Не каждый, к примеру, в мастерстве мог с Иваном Соловьевым сравниться. Настольные лампы, кринки, кувшины, вазочки выходили из-под его рук на загляденье, излучали столько весенних красок, что хотелось ласкать их руками, будто ранние боровые первоцветы.
Мужиков - настоящих мастеровых - всех без жалости увела за собой война, осиротила завод, оставив его немногим старикам, женщинам да глазастым подросткам. Последним я завидую: как же, рабочий люд, в школу ходить не надо, да и хлебная пайка потяжелей иждивенческого кусочка.
Главная примета завода - высоченная каменная труба, над которой день и ночь не тает дым.

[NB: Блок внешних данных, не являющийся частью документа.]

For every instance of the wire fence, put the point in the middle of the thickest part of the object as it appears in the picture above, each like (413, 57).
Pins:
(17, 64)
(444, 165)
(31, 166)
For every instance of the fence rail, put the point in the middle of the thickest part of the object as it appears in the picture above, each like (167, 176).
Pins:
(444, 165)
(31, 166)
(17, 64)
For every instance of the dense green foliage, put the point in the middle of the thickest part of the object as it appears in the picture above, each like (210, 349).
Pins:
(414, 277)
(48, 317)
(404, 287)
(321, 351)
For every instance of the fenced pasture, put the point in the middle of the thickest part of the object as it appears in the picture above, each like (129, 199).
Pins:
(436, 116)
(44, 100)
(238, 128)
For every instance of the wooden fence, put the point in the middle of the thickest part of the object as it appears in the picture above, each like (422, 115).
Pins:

Глубоко под ней, в топке, как тонкие соломины пожирает огонь березовое долготье, обжигающим потоком воздух идет к печи, плавит песок и разные там добавки в жидкое стекло. Труба не раз приходила нам на помощь во время лесных скитаний. Случалось, приплутаешь в тайге, начнешь потерянно метаться из стороны в сторону, пока не просветлеет в голове, не догадаешься забраться на вершину ближайшей сосны. И тогда среди зеленого разлива облегченно увидишь, что совсем рядом возвышается над борами белая свечка, и сразу успокаивается запаленное сердце - не даст труба потеряться, укажет обратный путь к поселку.
Заводская печь и есть то многоглазое живое чудище, которого я так боялся. Печь без ремонта трудится всю войну, и мой дед говорит: "Прогорит кирпич насквозь, не сдюжит четвертого срока - быть тогда беде". Трудно поверить в его слова. Как это может сгореть сложенная из толстенных специальных кирпичей, похожая на громадную бочку печь, к тому же стянутая широкими полосами железа? Что она - берестинка или сухое полено?
Работу у печи не каждый выдержит. Каменная кладка источает такой жар, что невольно прикрываешь лицо руками. Горячий воздух обжигает ладони, горло, раскаляет рубашку, костяные пуговки на которой становятся горячее малиновых угольков. И как только дед да и все другие, кого вяжет к себе работой печь, выдерживают такую парилку. А может, и не берет их жар потому, что наши бутылочки, говорят, хорошо жгут немецкие танки и осознание этого факта заставляет работать людей, не считаясь ни с чем, не прислушиваясь к ударам колокола на проходной - лишь бы дать норму, да еще что-нибудь сверх нормы… Горите, проклятущие танки - лишь бы выдержали, не прогорели каменные боковины печи, а сельчане выдержат, обеспечат фронт столь нужной бутылкой.
На завод нас не пускают, строжат. Сидящая в тесовой будке, располневшая от своей болезни - водянки Настена Ильина, завидев кого-нибудь из ребят, высовывает в оконце голову:
- Кыш, проклятущие! Нет с вами сладу.
У будки рамы со стеклами поблескивают во все стороны, но глаз-то у сторожихи всего два, да и ругается она так, для постороннего уха. Разве нас от завода отвадишь, а о "секретной" его продукции известно в поселке последней собаке.
Попугав нас своим басовитым прокуренным голосом, Настена покидает будку и, "случайно" не заметив, как ныряем мы под широкие ворота, медленно переваливаясь на своих распухших ногах, ковыляет к перекладине, на которой висит потемневший колокол.
- Дон-н-н, дон-н-н… - плывут над поселковыми крышами и ближними борами печальные звуки. Не тает над трубой темноватый дымок, пожирает топка завалы березовых дров, заготовленных в деляне женщинами, пакуют проворные руки подростков в ящики еще не остывшие бутылки.